Ответ пришёл через три дня: «У нас морей нет. Есть небо. Огромное, как твоё море. Я смотрительница. Чищу книги от песка. Мне показалось, что ты захочешь знать, что где-то есть я».
Мы поселились в «Маленьком принце». Идеальный почтальон. Там и пустыня, и роза, и тоска по дому, которого нет на карте.
Я думал о ней каждый день. О её руках, которые касаются тех же страниц, что и мои, только разделённых миллионом миров. О том, как она сидит на башне, прижимая листок к груди, и ветер сбивает с ног. О том, что она написала однажды, в самом низу страницы, почти неразборчиво: «Мне иногда кажется, что я тоже книга. Которую никто не придёт почистить».
Сначала я искал порталы. Читал про червоточины, параллельные вселенные, теорию струн. Зарылся в учебник по квантовой физике, который стоял рядом с кулинарной книгой, и чуть не сошёл с ума от интегралов и уравнений Шрёдингера. Потом понял: я ищу не там.
Дверь — это не формула. Дверь — это образ.
Я купил альбом для акварели. Толстую бумагу, которая помнит прикосновение кисти. И начал рисовать.
И нарисовал самую обычную дверь. Сосновую, чуть рассохшуюся, с медной ручкой, тёплой от ладони. Ту самую, что ведёт из моей прихожей на лестничную клетку. Я рисовал её три вечера, ловя каждую трещинку, каждый блик на металле.
Я рисовал снова и снова. Не только дверь. Я рисовал ей дорогу.
Маленькую прихожую, где на вешалке висит её будущее пальто (я специально купил женское, бежевое, повесил пустое — для неё). Я рисовал чашку, которую поставлю на стол, с рисунком рыжей луны — я заказал её в мастерской керамики, объяснил мастеру: «Нужно, чтобы было похоже на другую планету». Я рисовал подоконник, на котором будет сидеть Филимон, когда она станет гладить его впервые.

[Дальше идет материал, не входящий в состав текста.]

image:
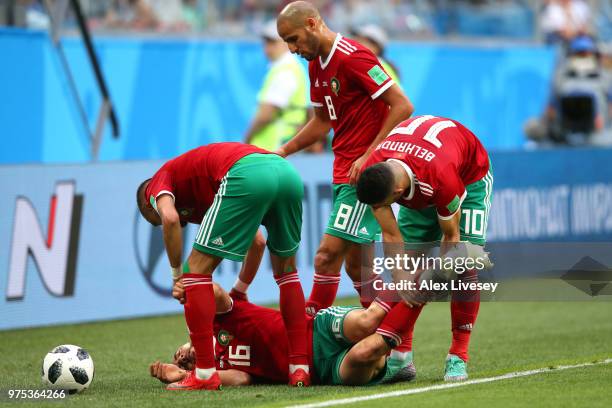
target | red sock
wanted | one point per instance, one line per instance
(199, 313)
(464, 310)
(366, 290)
(323, 293)
(406, 345)
(292, 309)
(399, 321)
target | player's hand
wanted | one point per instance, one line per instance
(237, 295)
(178, 291)
(281, 151)
(166, 373)
(356, 169)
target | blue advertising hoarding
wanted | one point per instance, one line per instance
(73, 248)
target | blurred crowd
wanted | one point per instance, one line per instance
(579, 110)
(520, 19)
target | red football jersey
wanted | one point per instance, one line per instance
(253, 339)
(193, 178)
(348, 85)
(441, 157)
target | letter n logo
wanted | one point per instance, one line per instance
(55, 254)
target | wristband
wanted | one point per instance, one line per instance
(176, 272)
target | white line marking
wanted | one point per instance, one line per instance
(447, 385)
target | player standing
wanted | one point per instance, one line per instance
(231, 189)
(352, 93)
(439, 172)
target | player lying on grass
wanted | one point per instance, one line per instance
(230, 189)
(251, 346)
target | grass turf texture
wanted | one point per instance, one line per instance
(508, 337)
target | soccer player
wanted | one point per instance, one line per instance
(251, 346)
(440, 174)
(231, 189)
(352, 94)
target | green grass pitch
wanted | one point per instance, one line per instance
(508, 337)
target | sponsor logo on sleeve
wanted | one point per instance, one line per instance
(378, 75)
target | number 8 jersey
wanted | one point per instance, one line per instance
(441, 157)
(347, 85)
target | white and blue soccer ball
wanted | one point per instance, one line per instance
(68, 367)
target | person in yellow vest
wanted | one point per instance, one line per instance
(283, 99)
(375, 39)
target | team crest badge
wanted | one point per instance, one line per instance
(185, 212)
(224, 338)
(335, 85)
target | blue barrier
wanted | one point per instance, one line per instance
(73, 248)
(175, 94)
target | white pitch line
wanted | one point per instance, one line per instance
(447, 385)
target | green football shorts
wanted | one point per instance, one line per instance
(350, 219)
(259, 189)
(329, 346)
(420, 226)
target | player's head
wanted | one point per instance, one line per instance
(300, 25)
(377, 185)
(145, 207)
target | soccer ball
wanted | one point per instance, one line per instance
(68, 367)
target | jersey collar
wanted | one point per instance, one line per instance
(410, 176)
(331, 53)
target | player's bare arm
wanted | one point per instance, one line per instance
(388, 224)
(400, 109)
(266, 113)
(317, 128)
(169, 373)
(171, 226)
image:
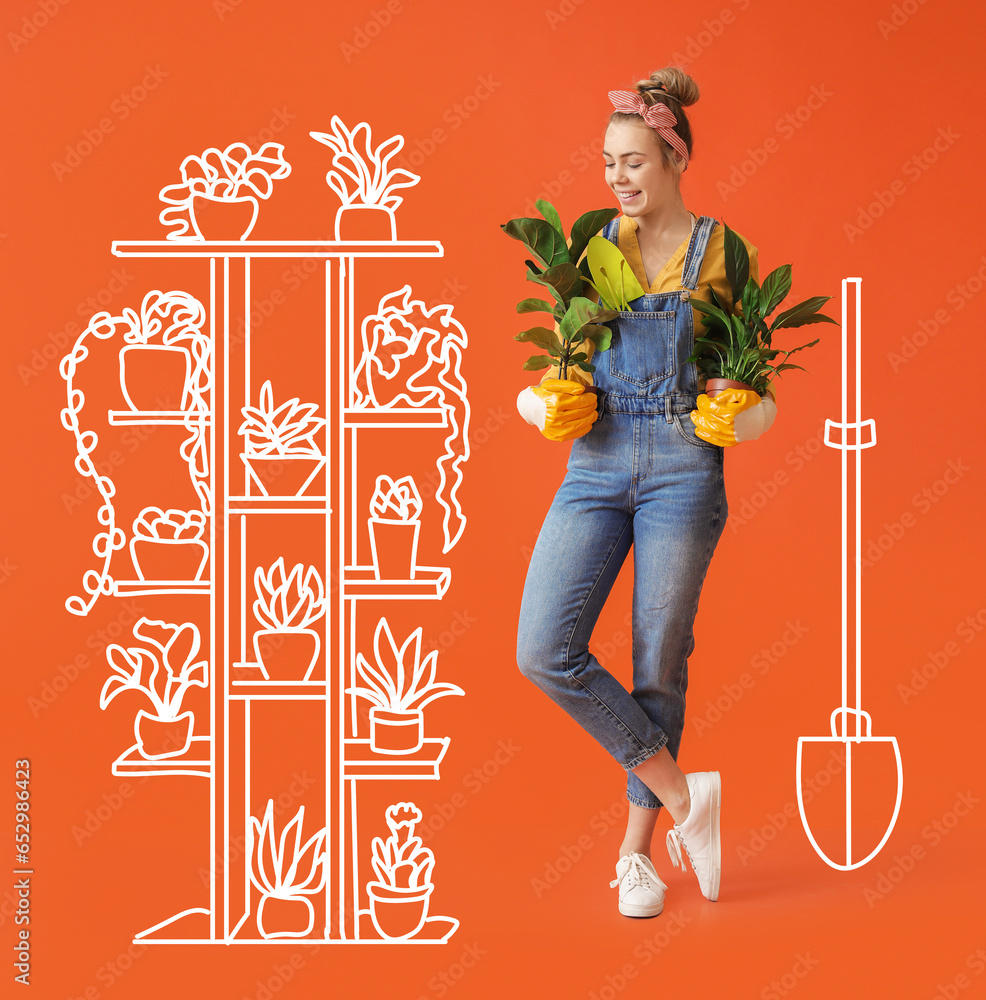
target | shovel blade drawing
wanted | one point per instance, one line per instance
(848, 786)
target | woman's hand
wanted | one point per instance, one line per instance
(733, 416)
(560, 408)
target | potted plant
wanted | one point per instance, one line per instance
(177, 367)
(286, 872)
(398, 690)
(364, 182)
(394, 527)
(412, 357)
(167, 545)
(167, 732)
(737, 351)
(403, 866)
(287, 604)
(281, 455)
(219, 190)
(580, 320)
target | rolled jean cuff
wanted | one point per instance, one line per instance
(647, 754)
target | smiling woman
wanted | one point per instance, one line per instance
(646, 476)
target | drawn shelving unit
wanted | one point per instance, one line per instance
(235, 497)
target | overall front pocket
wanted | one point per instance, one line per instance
(642, 350)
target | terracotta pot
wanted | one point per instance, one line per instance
(287, 654)
(179, 559)
(365, 222)
(395, 546)
(283, 475)
(396, 732)
(285, 916)
(398, 913)
(152, 372)
(158, 739)
(717, 385)
(223, 220)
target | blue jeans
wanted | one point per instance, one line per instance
(640, 478)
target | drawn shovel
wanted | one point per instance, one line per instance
(829, 767)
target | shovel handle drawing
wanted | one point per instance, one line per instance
(850, 724)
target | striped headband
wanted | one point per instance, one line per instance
(658, 116)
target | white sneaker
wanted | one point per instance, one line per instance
(641, 889)
(699, 834)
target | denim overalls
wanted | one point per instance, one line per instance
(639, 476)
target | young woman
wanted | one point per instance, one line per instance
(645, 470)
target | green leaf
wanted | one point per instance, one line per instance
(588, 225)
(541, 336)
(550, 214)
(541, 238)
(737, 263)
(775, 287)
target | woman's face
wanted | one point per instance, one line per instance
(635, 168)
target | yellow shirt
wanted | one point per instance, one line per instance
(668, 279)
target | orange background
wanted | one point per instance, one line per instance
(519, 94)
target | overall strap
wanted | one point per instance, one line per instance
(696, 252)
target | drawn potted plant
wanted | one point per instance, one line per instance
(167, 545)
(281, 455)
(286, 604)
(580, 320)
(364, 181)
(412, 357)
(167, 732)
(736, 352)
(286, 872)
(167, 354)
(219, 189)
(403, 866)
(399, 686)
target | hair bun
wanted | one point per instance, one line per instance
(670, 82)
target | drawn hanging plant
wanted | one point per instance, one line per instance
(739, 347)
(286, 872)
(287, 604)
(167, 732)
(399, 685)
(403, 866)
(280, 442)
(364, 181)
(394, 526)
(580, 320)
(218, 193)
(412, 357)
(168, 545)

Каждый рисунок я вкладывал в «Маленького принца». Каждый раз она отвечала.
«Сегодня мне показалось, что я чувствую запах краски. Той, которой красят перила. Это ты?»
«Я погладила воздух там, где на твоём рисунке сидел кот. Мне стало тепло в ладони».
А вчера я пришёл в библиотеку и открыл книгу.
В ней лежал не листок. В ней лежал кусочек грубой ткани, выкрашенной охрой. На ней углём была нарисована её дверь. И приписка на оборотной стороне, торопливым, срывающимся почерком:
«Я больше не хочу писать. Я хочу нажать на ручку. Завтра на рассвете я подойду к своей двери. Я открою её и сделаю шаг. Я не знаю, куда я шагну — в поле или в твою прихожую. Но я шагну. Пожалуйста, будь там».
Я представлял её. Представлял так сильно, что, кажется, слышал ветер. Представлял песок, поющий на рассвете. Представлял две луны — серебряную и рыжую. Представлял её ладонь на ручке двери.
— Открывай, — шепнул я в темноту прихожей. — Я здесь.
Щелчок.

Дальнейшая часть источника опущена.